Ya Lucía había vuelco con el delantal tan lleno de nueces que apenas podía sostenerle, y al tiempo de abrir fray Galdino la boca del saco para mecerlas en él, Inés dio una mirada a su hija, como reconviniéndola de la demasía en la limosna; pero Lucía contestó con otra mirada, significando con ella que se justificaría. Prorrumpió el limosnero en elogios, ofrecimientos y muchos «D ios se lo pague», y puesto de nuevo su saco a cuestas, iba a salir, cuando llamándole Lucía le dijo:

—Fray Galdino, quisiera que usted me hiciese el favor de decir al padre Cristóbal que desearíamos hablarle, y que nos hiciese la caridad de venir a vernos lo más presto posible, porque yo no puedo ir a la iglesia.

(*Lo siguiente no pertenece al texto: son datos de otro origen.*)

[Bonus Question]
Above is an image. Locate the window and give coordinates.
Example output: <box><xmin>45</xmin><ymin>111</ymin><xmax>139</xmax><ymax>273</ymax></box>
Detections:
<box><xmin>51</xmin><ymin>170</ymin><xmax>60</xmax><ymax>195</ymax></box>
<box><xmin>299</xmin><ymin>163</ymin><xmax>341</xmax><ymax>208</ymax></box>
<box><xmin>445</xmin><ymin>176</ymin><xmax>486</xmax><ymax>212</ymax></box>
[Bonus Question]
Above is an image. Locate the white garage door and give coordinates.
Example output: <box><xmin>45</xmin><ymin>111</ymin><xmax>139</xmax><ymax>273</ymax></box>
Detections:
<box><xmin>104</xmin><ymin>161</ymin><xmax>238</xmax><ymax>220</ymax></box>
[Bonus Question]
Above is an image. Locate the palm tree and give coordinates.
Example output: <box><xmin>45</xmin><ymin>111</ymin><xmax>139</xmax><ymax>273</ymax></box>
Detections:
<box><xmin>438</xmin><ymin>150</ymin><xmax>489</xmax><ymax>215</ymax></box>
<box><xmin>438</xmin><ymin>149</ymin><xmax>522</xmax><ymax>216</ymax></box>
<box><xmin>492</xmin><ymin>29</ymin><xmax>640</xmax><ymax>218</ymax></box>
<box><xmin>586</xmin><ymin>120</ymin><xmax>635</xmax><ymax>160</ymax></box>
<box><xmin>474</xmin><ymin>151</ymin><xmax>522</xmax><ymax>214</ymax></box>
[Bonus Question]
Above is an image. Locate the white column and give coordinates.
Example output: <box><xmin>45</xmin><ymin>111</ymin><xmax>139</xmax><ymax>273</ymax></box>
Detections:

—¿No quieren ustedes otra cosa? Antes de una hora tendrá el recado el padre Cristóbal.

—Nos hará usted mucho favor.

—Descuiden ustedes.

Y al decir esto salió de la puerta algo más contento que cuando entró por ella.

Al ver que una pobre aldeanilla mandaba a llamar con tanta confianza al padre Cristóbal, y que fray Galdino admitía el encargo sin admiración ni dificultad, nadie se figure por eso que aquel padre Cristóbal era un fraile de misa y olla. Por el contrario, era hombre de grande autoridad entre los suyos, y en toda la comarca; pero era tal la condición de los capuchinos entonces, que nada para ellos era demasiado bajo, ni demasiado elevado. Servir a la clase ínfima del pueblo, y ser servidos por los poderosos; entrar en los palacios y en las chozas con humildad y franqueza; ser a veces en una misma casa objeto de burla, y un personaje sin el cual nada se decidía; pedir limosna en todas partes, y darla a todos los que la pedían en el convento; todas éstas eran cosas a que estaba acostumbrado un capuchino. Andando por las calles le era tan fácil encontrarse con un príncipe que le besase el cordón, como con un tropel de muchachos que, aparentando reñir entre ellos, le salpicasen la barba con lodo. La palabra «fraile» era en aquellos tiempos palabra de honor y de menosprecio, y los capuchinos, quizá más que otra Orden religiosa, eran el objeto de dos sentimientos contrarios, experimentando de consiguiente los dos opuestos destinos; porque no poseyendo bienes algunos, llevando un traje extrañadamente distinto del común, y haciendo profesión más visible de humillaciones, se exponían más de cerca a la veneración o al vilipendio, según el diferente humor y el distinto modo de pensar de los sujetos con quienes se rozaban.